Once a drug is selected, the order dialog should not allow the provider to make the ambiguous or dangerously contradictory selections in dosage, routes of administration, or administration frequency, but rather offer appropriate, safe choices to ordering clinicians first, according to the drug selected. For example, it should not be possible to indicate an intravenous route for a medication intended to be administered intramuscularly only. Indications should be easily selected for inclusion in prescription directions for the patient or administering nurse, and should be merely selectable text that appears in the directions but computable data that can be searched and aggregated for medication use evaluations, billing purposes and research.
Through the use of electronic access and signature codes, electronically-enabled identification cards, and biometric devices utilizing optical or fingerprint scanners, CPOE can verify the identity of the ordering provider and prevent order forgery and other sources of diversion and fraud.
Studies have shown that CPOE, through initially expensive, can realize significant net savings to healthcare systems overtime, due to better drug and staff time utilization, and fewer adverse drug events. The organization and presentation of order menus can help can help promote hospital-preferred, evidence-based order selection.

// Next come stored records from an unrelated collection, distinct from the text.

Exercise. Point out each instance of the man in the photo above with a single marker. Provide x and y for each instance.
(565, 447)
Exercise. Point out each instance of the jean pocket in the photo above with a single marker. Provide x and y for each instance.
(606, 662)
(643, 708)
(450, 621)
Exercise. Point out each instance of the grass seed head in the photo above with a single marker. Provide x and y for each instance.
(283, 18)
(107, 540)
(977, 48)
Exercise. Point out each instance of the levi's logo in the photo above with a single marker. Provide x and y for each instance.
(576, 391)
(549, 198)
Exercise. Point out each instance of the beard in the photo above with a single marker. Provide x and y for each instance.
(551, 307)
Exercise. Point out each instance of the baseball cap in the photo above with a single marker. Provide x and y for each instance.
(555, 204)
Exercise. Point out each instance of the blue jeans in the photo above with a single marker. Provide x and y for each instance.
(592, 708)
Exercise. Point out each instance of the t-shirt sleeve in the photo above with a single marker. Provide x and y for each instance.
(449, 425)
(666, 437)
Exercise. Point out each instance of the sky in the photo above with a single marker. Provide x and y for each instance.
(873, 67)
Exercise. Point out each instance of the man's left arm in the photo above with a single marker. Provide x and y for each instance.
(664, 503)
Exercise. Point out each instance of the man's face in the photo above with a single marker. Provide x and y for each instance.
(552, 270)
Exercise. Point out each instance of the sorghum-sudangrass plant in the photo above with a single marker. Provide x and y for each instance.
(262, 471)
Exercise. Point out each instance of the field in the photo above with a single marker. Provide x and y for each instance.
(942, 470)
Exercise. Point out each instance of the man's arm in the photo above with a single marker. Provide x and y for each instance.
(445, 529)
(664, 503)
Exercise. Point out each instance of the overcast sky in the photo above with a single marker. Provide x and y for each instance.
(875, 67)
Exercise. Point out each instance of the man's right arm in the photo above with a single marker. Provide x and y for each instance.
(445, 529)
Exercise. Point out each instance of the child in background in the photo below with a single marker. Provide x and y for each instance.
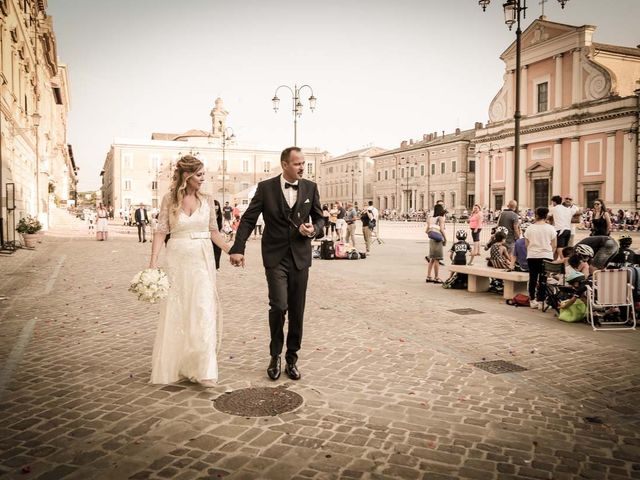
(575, 308)
(498, 255)
(625, 256)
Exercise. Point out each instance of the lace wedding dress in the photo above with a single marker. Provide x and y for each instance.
(189, 332)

Considerations must be given to how and where clinicians place orders, and menus must be designed to support and enhance that action by varying scenarios and by clinicians of different levels of clinical and technical expertise. The master order menu architecture might include menus of quick orders sorted by ordering scenarios; by ordering location such as the ER, women’s clinic, or surgical ICU; by order-receiving service (pharmacy, laboratory, radiology), by chronic and acute diseases, and by listing orderable items alphabetically.